# Bounding mutual information given ROC curve statistics

When evaluating a binary classifier, the basic data are as in this contingency table, where rows represent groundtruth value and columns represent the estimated value: $$\begin{matrix} & + & - \\ \hline + & a & b \\ - & c & d \end{matrix}$$ where $a$ is the number of true positives, $c$ the number of false positives, etc. This information is often summarised on a ROC curve using the "true positive rate" and "false positive rate" statistics: $$t = \frac{a}{a+b} \\ f = \frac{c}{c+d}$$ and from this we can calculate single values which summarise the performance, such as Area Under the Curve (AUC) (with only one contingency table, we can use $\text{AUC} = (t-f+1)/2$).

Another thing we could calculate is the mutual information between the estimated values and groundtruth values. This is a classic statistic that would tell us about the probabilistic relationship between our estimates and the groundtruth. In this case: $$I = \frac{a}{n}\log{\frac{a n}{(a+b)(a+c)}} + \frac{b}{n}\log{\frac{b n}{(a+b)(b+d)}} + \frac{c}{n}\log{\frac{c n}{(c+d)(a+c)}} + \frac{d}{n}\log{\frac{d n}{(b+d)(c+d)}}$$ where $n=a+b+c+d$ and $0\log(0)=0$.

Calculating mutual information is straightforward if we know $a, b, c, d$. But what if we know only $t$ and $f$?

Clearly if all we know is $t$ and $f$ we can't directly calculate the mutual information, because the relative scale between $a$ and $b$ on one hand, and $c$ and $d$ on the other, isn't captured. But we must be able to lower-bound it.

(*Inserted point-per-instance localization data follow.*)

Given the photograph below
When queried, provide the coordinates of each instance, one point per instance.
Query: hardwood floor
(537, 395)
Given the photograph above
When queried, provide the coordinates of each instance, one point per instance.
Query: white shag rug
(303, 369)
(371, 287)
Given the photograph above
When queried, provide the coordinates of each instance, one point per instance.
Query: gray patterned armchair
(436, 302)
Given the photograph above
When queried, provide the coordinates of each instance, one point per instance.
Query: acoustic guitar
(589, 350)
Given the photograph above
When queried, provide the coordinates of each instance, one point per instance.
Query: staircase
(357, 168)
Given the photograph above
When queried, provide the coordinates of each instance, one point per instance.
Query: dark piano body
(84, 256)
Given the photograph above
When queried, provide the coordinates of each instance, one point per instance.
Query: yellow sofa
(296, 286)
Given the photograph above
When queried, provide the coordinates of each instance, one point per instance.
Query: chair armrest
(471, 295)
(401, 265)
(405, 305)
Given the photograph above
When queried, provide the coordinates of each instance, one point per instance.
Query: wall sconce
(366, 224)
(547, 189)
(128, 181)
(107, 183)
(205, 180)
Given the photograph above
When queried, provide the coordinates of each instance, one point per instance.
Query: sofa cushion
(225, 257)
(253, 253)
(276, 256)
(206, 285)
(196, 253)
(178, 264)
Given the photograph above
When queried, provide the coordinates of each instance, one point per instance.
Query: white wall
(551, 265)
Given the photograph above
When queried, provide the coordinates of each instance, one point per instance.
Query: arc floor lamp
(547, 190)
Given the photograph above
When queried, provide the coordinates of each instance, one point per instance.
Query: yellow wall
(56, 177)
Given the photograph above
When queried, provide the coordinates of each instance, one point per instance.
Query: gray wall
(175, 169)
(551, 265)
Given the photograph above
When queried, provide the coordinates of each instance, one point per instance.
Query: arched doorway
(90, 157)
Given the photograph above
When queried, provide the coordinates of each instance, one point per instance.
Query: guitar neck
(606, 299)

Here's a plot from random samples showing the relationship between AUC and mutual information:

I've tried a few ways of writing out the mutual information but not been able to get it into a form where $t$ and $f$ lead to interesting bounds. Can you?

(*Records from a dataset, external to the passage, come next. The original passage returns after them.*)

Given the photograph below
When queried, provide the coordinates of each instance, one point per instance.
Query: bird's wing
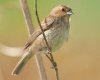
(46, 24)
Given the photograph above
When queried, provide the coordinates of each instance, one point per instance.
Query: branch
(10, 51)
(50, 57)
(27, 16)
(28, 20)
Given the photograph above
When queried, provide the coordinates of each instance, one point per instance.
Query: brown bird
(56, 28)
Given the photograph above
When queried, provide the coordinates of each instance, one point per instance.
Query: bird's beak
(69, 12)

We know that the mutual information is upper-bounded by the entropy of either of the marginal distributions (at least for discrete distributions, as here). So the maximum possible value for $I$ is when the ground-truth is fiftyfifty split between $+$ and $-$, i.e. when $a + b = c + d = n/2$. (In that case the entropy comes out as $\log(2)$.)
So, consider the case of $a + b = c + d = n/2$. In that situation we have the following: $$a = \frac{n t}{2}, \quad b = \frac{n(1-t)}{2}, \quad c = \frac{n f}{2}, \quad d = \frac{n (1-f)}{2},$$ which can be substituted into the expression for $I$ given in the OP. After some rearrangement, this gives us $$I_{\text{fiftyfifty}} = \frac{1}{2}(2\log(2) + t\log(t) + f\log(f) - (t+f)\log(t+f) + (1-t)\log(1-t) + (1-f)\log(1-f) + (2-f-t)\log(2-f-t))$$
If we evaluate this in the ideal case (perfect prediction means $t=1$ and $f=0$), we get a value for $I_{\text{fiftyfifty}}$ as $\log(2)$, the maximum attainable. Any other choices for $t$ and $f$ lead to lower values.
Therefore in the fiftyfifty case, the maximum possible mutual information is attainable for a specific choice of $t$ and $f$; and because the mutual information is bounded by the entropy, and all other binary distributions have a lower entropy than the fiftyfifty case, there is no other case that can reach this maximum.
I haven't yet shown that $I_{\text{fiftyfifty}} \ge I$ for all possible choices of $t$ and $f$. Nor have I expressed a bound directly in terms of the AUC value, which was not my question but is an optional extra.